The project brought together six different legal traditions from seven First Nation communities across Canada to collaboratively work together and provide insights into how Indigenous law “in all its diversity and interconnectedness is applied in real-life situations,” said the final report.

A safe space was created at UVic for that work, and was also created at UAlberta’s Wahkohtowin Lodge.

“It’s where a community can come in and there’s just no question Indigenous law exists and they’re valuable. We know that there’s been damage. We know there’s been destruction. And we also know there’s been that devaluation.
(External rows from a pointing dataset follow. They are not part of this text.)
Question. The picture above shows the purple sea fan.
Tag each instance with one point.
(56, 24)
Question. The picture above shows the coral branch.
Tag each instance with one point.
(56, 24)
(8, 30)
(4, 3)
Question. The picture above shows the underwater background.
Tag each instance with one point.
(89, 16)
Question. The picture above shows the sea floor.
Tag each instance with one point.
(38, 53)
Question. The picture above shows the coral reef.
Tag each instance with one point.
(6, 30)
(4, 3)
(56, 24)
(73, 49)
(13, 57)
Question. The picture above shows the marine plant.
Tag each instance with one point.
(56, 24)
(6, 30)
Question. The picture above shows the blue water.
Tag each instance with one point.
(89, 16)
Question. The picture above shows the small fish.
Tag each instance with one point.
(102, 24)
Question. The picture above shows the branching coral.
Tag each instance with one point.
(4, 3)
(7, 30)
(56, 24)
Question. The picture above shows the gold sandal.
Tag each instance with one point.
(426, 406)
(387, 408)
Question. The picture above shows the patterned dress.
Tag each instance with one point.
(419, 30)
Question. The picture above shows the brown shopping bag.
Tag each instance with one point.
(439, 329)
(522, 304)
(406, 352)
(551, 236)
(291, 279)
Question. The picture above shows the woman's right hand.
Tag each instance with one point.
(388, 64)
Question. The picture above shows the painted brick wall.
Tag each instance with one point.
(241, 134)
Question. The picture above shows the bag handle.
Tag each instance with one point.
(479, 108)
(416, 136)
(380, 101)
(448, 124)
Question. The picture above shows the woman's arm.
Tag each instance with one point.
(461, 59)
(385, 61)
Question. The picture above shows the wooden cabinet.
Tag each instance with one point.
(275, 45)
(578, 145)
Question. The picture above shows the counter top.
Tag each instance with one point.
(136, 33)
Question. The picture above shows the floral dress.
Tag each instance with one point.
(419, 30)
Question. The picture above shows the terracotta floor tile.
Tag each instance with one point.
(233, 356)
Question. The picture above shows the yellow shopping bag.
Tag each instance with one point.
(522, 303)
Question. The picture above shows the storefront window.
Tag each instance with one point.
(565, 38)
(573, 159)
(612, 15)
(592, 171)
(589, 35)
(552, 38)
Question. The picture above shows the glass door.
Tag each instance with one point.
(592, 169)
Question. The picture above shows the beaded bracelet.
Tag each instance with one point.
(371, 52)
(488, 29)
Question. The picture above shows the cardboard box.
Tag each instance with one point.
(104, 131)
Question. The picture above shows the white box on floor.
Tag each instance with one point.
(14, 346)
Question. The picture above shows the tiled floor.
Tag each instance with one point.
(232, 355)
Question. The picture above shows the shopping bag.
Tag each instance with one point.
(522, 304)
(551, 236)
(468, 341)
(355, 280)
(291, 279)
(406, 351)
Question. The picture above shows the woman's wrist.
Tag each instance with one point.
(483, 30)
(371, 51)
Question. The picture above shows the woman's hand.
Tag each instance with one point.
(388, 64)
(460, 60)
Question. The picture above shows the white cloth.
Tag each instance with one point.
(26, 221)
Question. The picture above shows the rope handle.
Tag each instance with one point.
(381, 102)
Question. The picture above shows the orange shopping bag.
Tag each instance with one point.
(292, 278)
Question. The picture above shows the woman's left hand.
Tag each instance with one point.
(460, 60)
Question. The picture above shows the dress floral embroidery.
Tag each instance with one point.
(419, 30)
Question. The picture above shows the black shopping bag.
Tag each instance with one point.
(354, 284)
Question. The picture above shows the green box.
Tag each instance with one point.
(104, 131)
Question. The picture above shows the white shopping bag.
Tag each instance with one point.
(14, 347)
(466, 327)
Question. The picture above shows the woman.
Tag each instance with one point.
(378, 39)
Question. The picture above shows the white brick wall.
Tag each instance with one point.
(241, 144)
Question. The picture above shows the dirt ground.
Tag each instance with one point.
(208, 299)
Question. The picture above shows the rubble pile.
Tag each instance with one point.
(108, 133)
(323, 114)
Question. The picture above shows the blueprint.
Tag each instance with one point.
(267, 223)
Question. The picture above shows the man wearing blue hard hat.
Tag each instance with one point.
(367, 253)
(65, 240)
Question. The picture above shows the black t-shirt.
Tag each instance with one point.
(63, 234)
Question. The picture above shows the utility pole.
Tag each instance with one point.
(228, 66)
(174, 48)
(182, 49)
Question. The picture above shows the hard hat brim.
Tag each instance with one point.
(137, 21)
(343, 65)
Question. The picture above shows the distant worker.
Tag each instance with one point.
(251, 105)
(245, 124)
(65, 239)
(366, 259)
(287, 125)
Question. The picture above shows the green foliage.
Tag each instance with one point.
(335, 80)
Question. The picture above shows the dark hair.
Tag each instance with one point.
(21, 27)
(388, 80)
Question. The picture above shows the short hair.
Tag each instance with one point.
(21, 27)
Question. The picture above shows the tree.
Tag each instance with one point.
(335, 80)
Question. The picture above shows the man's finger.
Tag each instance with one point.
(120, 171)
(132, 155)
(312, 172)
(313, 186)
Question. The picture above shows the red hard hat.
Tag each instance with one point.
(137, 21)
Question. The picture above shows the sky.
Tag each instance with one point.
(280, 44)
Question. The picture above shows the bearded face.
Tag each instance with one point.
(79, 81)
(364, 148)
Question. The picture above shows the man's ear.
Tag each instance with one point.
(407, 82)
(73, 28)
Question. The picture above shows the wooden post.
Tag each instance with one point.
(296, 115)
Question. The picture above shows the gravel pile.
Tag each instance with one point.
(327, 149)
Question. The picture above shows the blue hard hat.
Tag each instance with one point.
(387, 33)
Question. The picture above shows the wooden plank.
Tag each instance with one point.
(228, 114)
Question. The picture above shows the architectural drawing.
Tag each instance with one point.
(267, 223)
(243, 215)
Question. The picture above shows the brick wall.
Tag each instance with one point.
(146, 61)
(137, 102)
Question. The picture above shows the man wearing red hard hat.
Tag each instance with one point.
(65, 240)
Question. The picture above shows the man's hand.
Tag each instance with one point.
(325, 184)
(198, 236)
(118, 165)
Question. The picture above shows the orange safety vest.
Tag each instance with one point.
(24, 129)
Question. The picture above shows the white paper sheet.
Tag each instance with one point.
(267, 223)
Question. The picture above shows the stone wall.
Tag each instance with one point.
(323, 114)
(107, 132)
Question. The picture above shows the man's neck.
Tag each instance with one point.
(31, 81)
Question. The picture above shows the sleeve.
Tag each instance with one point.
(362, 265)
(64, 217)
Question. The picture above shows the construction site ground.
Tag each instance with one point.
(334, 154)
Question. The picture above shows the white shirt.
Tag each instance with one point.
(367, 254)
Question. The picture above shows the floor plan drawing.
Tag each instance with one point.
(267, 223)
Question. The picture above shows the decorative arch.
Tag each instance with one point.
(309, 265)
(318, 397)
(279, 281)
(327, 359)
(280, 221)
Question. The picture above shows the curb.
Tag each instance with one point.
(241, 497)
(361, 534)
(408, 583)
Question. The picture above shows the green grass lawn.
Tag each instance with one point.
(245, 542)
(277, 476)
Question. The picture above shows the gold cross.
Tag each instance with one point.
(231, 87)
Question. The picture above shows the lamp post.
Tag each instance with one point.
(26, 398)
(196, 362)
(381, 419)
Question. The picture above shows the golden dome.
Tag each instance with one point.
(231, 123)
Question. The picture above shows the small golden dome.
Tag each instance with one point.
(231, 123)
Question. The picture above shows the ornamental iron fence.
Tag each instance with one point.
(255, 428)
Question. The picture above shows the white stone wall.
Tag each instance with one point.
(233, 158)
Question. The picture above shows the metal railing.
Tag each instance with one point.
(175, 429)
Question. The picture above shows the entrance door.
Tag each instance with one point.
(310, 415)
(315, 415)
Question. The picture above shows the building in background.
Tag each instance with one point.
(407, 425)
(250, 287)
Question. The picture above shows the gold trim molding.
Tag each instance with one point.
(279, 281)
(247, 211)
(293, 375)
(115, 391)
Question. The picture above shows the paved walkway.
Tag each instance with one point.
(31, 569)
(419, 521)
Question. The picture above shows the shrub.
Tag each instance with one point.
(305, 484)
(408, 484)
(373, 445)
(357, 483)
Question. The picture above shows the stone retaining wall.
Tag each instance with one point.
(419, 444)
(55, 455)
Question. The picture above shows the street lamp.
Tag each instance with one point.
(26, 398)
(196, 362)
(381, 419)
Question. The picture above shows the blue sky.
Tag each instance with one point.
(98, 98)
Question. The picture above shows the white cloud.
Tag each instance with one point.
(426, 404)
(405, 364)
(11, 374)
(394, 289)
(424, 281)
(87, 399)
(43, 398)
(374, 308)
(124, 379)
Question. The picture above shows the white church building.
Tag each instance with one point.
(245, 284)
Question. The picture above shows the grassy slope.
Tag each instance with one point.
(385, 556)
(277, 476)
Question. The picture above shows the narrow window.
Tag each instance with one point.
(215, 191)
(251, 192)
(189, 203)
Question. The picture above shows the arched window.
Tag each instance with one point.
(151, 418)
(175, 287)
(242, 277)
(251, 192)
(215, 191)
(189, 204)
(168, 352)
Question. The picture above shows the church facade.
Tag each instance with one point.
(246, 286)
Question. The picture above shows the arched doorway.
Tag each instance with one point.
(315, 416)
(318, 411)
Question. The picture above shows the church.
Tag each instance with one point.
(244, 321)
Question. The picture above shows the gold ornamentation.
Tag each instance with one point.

We’re creating … an accepting space, a nurturing space,” said Friedland. 

Wahkohtowin Lodge began operating in 2018, its core funding coming from the Alberta Law Foundation. The lodge is a joint initiative of the faculties of law and Native studies, the latter led by associate professor Shalene Jobin.

Friedland says she and Jobin were repeatedly approached by Indigenous communities who had the vision and goals but needed support to do their own law and governance work.

“Both of us are really committed to community-led research, not engaged, but directed and led. We thought there’s such a need for it,” said Friedland.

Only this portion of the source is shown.